Ao mesmo tempo, o chanceler Patriota admitia que o Conselho Nacional de Transição (CNT) é um “interlocutor válido no atual momento”.

“Qualquer que seja o [futuro] governo, ele deverá ser de transição, para organizar eleições e proporcionar à população condições de maior participação nos destinos do país”, acredita.

Ao encerrar a conversa com jornalistas brasileiros, o chanceler afirmou que o Brasil se considera “mais amigo da Líbia que outros países. “Nunca utilizamos armas contra o povo líbio. E o país se distinguiu por se posicionar sempre ao lado da população”.

Impasse

O que restou do exército líbio manteve bolsões de resistência em Tripoli, apesar da ofensiva dos combatentes leais à Otan, que chegaram a utilizar artilharia pesada para tentar controlar a cidade.

Fontes ligadas ao CNT admitiram que os “rebelados” sustentaram intensos combates em ruas do centro de Trípoli, uma imagem diferente da veiculada pela mídia, que dava como favas contadas a tomada do controle da principal cidade do país norte-africano.

Imagens de canais árabes via satélite mostraram grupos de irregulares disparando com metralhadoras antiaéreas e outros armamentos contra um hotel no centro da capital, ao mesmo tempo em que soldados do exército resistiam em bairros e outras zonas do centro e sul.

Promessas

Mustafa Abdel Jalil, chefe do CNT, disse em coletiva de imprensa em Bengazi, bastião dos “rebeldes” no oriente da Líbia, que a oferta de US$ 1,7 milhões para quem ajudar a capturar Kadafi, vivo ou morto, continua de pé.

Jalil chegou a falar de um eventual governo do CNT, depois do que chamou de “vitória de todos os líbios”. Segundo ele, todos os problemas de abastecimento de alimentos, combustível e medicamentos para a população estão prestes a ser resolvidos, mas ainda se combate nas localidades de Bin Jawad, Sirte e Zuwarah.

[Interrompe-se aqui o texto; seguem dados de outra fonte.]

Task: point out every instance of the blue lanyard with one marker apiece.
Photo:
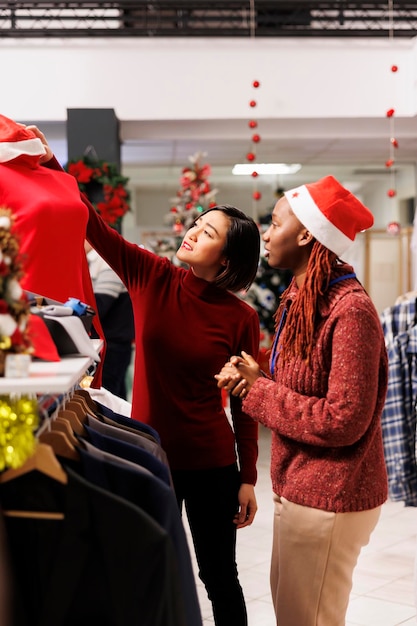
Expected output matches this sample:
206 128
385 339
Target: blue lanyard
274 349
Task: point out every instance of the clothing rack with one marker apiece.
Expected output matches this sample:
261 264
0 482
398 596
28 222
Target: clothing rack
399 422
103 527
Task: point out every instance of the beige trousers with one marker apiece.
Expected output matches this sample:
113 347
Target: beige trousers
314 554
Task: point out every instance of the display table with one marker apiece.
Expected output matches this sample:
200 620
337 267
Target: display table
50 377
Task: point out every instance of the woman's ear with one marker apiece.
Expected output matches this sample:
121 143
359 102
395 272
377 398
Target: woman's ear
306 237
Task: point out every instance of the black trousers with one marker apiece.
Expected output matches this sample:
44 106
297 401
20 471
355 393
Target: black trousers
210 500
115 366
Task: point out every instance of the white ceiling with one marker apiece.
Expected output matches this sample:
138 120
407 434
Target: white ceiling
353 150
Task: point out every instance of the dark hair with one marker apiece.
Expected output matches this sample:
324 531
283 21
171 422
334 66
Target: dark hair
302 316
243 243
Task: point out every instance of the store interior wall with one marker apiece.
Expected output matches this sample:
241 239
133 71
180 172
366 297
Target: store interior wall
210 79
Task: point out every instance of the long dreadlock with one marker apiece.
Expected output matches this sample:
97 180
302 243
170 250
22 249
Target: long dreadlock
300 323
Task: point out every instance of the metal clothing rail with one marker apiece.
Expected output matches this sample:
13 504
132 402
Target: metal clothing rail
205 18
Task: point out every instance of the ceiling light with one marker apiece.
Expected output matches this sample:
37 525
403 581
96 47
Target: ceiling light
247 169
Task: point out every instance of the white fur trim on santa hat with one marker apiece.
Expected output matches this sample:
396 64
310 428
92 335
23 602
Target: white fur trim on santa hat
315 221
10 150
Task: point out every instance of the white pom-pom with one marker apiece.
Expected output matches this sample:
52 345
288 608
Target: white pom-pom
7 325
5 222
14 290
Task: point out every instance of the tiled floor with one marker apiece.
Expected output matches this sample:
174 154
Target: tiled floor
383 591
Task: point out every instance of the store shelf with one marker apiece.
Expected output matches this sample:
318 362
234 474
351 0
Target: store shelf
47 377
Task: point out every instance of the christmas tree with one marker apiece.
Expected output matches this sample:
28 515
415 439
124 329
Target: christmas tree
194 195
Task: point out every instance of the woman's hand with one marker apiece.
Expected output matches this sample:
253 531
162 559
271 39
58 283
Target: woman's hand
49 154
247 506
238 375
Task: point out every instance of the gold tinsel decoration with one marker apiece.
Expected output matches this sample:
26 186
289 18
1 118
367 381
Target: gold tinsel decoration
19 420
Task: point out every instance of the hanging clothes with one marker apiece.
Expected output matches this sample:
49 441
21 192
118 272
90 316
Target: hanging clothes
109 529
399 413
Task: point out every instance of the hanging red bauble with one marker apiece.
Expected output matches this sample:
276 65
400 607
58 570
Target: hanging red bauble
394 228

Fontes da Otan, cujos bombardeios aéreos foram decisivos para o avanço dos rebeldes, admitiram que estão dando assistência em inteligência e reconhecimento às forças irregulares, para “ajudá-los” a localizar Kadafi, se preparando também para entrar no terreno, ocupando o país por um tempo indeterminado.

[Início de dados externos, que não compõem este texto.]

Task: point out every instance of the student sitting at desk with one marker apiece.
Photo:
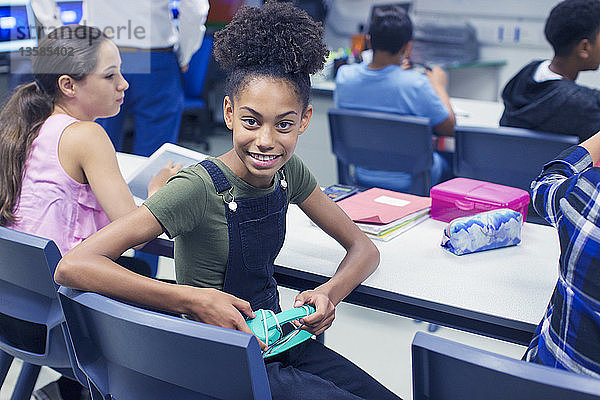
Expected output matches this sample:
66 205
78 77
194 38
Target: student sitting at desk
228 214
59 177
567 194
543 96
388 84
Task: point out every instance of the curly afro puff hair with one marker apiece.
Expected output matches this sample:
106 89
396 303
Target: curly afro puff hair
277 40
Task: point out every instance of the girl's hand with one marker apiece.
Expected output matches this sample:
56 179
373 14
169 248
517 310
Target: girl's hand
159 180
218 308
323 317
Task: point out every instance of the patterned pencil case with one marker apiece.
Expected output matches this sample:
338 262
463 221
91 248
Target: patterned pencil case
483 231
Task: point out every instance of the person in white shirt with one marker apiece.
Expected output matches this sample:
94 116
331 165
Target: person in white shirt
154 52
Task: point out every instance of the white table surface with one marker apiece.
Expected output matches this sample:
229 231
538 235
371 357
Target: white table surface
514 282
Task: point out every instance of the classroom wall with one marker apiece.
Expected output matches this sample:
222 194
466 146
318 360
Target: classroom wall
510 30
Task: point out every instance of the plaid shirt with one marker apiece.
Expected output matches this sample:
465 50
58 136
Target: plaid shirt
567 194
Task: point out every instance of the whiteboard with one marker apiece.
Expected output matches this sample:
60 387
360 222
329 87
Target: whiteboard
490 8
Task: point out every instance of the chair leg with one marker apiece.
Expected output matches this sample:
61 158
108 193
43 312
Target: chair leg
26 382
5 361
94 392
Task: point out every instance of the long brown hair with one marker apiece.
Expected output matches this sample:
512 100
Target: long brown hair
75 53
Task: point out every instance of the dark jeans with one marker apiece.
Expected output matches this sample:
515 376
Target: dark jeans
312 371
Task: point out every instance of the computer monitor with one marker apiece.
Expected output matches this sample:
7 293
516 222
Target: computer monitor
71 11
17 25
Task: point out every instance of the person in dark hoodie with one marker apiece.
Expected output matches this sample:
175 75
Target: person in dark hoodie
543 96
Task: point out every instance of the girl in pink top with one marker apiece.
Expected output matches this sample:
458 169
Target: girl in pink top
59 177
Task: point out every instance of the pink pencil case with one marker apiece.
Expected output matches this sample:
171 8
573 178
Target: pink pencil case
461 197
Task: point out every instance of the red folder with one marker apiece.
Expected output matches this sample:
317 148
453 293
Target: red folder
381 206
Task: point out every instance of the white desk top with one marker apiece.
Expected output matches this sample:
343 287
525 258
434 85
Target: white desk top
468 112
514 282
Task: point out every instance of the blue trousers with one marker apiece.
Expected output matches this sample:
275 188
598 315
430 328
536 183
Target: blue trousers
312 371
154 98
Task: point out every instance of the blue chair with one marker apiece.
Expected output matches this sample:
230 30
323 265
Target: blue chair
31 319
508 156
505 155
443 369
195 110
382 141
132 353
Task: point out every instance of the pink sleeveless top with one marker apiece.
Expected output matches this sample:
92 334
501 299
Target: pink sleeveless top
52 204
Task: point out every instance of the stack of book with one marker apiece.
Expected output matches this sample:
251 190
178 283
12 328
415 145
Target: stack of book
384 214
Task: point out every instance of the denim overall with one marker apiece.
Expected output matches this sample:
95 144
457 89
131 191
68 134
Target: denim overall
256 232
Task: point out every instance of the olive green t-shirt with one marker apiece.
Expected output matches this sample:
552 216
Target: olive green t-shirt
190 211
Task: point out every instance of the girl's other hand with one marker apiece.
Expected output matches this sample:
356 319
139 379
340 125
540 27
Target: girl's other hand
218 308
323 317
159 180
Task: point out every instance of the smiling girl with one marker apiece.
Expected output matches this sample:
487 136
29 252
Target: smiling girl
227 214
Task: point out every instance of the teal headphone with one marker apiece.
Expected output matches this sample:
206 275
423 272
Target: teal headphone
267 327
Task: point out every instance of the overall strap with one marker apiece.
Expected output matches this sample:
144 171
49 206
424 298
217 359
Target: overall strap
218 177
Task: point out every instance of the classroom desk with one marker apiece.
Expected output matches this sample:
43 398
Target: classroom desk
501 293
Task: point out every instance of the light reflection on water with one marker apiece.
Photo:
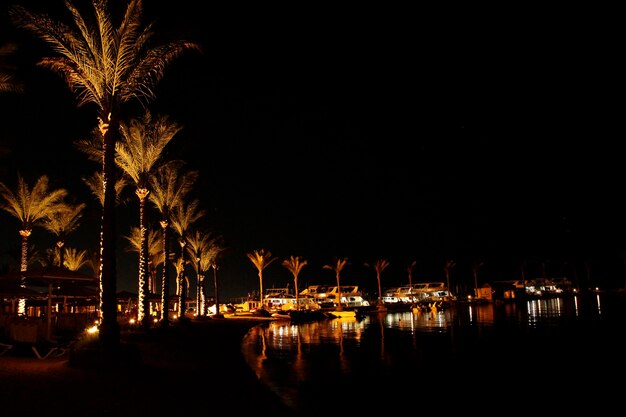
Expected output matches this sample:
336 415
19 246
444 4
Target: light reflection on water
465 351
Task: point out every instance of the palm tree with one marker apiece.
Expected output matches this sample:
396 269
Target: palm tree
205 249
63 222
448 269
183 216
95 184
75 259
295 264
30 207
8 82
198 244
475 268
261 259
215 251
109 67
338 266
379 266
155 253
137 154
170 186
409 269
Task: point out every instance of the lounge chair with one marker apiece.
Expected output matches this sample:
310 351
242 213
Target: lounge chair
4 348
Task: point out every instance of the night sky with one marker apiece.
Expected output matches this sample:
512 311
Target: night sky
426 135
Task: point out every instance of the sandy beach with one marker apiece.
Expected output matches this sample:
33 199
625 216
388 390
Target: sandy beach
181 370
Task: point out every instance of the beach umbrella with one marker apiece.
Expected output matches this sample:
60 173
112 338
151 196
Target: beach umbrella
56 278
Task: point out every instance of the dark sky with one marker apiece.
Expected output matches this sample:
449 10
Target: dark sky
421 135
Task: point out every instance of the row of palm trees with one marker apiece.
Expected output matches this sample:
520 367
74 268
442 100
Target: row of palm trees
109 67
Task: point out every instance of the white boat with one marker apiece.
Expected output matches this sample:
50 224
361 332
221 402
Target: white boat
326 296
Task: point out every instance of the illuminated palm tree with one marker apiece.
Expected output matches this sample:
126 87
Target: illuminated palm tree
63 222
75 259
261 259
204 248
137 154
8 82
170 185
109 67
198 244
379 266
95 184
338 266
450 264
475 268
215 251
155 253
183 216
409 269
30 207
295 264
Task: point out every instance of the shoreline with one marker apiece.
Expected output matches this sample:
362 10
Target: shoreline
182 369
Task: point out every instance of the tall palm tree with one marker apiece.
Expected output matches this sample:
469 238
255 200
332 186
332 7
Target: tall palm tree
109 67
8 82
476 265
75 259
137 154
204 248
198 244
61 223
338 266
95 185
379 266
409 269
215 251
450 264
155 253
183 216
261 259
30 206
170 185
295 264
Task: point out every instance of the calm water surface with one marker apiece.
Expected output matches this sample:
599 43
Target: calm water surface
552 355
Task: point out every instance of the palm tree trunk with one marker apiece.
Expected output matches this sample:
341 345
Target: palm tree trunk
165 284
143 308
217 292
109 327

A transferência do CNT de Bengazi para Trípoli, anunciada para quarta-feira, foi assunto retirado da pauta da mídia corporativa nesta quinta. Os combates em torno de Bab al-Azizia, complexo onde supostamente morava Kadafi, ressurgiram após a aparente calma de quarta-feira.

O panorama continua convulso e confuso, na mesma medida em que aumentam as especulações sobre o paradeiro do presidente da Líbia. Durante o dia, as ruas permaneceram quase desertas em consequência da presença de franco-atiradores.